After he was arrested in 1957, police found a “skin suit” of a woman who looked like his mother, with Gein telling investigators that he'd made it and would often crawl inside it so he felt like he “could become his mother”.

A human head found in Ed Gein's house

A human head found in Ed Gein's house (Image: Police Handout)

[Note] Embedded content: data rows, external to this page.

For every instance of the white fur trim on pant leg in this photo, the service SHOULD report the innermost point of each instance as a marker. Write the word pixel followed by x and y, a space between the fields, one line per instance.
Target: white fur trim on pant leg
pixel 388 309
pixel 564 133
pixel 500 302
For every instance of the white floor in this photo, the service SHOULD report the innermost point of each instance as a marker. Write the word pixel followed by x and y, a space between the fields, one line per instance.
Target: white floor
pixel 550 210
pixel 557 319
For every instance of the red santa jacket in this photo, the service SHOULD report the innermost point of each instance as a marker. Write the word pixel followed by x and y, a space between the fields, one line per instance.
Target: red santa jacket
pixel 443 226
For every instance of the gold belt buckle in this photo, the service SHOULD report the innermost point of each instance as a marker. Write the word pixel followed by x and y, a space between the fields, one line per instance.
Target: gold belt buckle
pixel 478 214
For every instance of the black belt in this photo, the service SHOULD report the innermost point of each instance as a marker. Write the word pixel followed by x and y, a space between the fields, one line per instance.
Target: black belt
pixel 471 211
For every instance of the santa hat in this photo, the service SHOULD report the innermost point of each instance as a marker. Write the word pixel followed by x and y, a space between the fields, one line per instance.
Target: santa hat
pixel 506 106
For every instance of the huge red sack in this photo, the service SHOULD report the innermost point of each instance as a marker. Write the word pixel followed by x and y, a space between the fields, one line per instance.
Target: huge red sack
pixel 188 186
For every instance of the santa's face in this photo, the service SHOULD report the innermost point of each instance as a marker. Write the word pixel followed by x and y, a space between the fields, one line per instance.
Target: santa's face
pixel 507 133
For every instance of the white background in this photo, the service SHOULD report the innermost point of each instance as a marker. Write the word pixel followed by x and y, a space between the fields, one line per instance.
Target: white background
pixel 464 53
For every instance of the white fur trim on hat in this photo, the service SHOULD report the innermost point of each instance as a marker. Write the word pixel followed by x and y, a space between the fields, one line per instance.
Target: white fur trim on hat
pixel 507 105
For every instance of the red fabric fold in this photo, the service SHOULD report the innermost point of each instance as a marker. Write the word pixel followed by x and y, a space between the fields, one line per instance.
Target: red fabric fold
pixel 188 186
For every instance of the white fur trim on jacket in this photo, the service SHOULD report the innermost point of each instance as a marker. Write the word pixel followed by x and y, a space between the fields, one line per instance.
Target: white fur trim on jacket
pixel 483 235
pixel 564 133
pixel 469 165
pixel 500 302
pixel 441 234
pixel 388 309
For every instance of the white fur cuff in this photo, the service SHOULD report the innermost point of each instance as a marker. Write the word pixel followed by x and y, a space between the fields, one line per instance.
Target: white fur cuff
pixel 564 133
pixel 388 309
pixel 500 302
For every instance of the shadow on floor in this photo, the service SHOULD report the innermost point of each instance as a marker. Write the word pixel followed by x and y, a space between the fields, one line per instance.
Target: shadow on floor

He also confessed that between 1947 and 1952 he made at least 40 night-time visits to local graveyards to exhume recently-buried bodies of middle-aged women he thought resembled his mother.

He then took their remains home and used them to make his gruesome knick-knacks and ornaments.

He also admitted to killing Mary Hogan in 1954, a tavern owner whose head was found in his house.

Gein was also considered a suspect in several other unsolved cases in Wisconsin, including the 1953 disappearance of a babysitter, Evelyn Hartley.

While he didn't deny any of these crimes, he did refute claims that he'd had sex with the bodies he exhumed from graveyards, saying they “smelled too bad”.

In 1957 he was put on trial for murder but was acquitted due to insanity and deemed unfit for trial.

However, in 1968 he was found to be mentally fit to stand trial. Due to the cost of the trial, however, he was only tried for the murder of Worden and not Hogan, even though he'd admitted killing the latter.

He was found not guilty by reason of insanity and committed to a hospital for the criminally insane when he remained until his death in 1984 aged 77.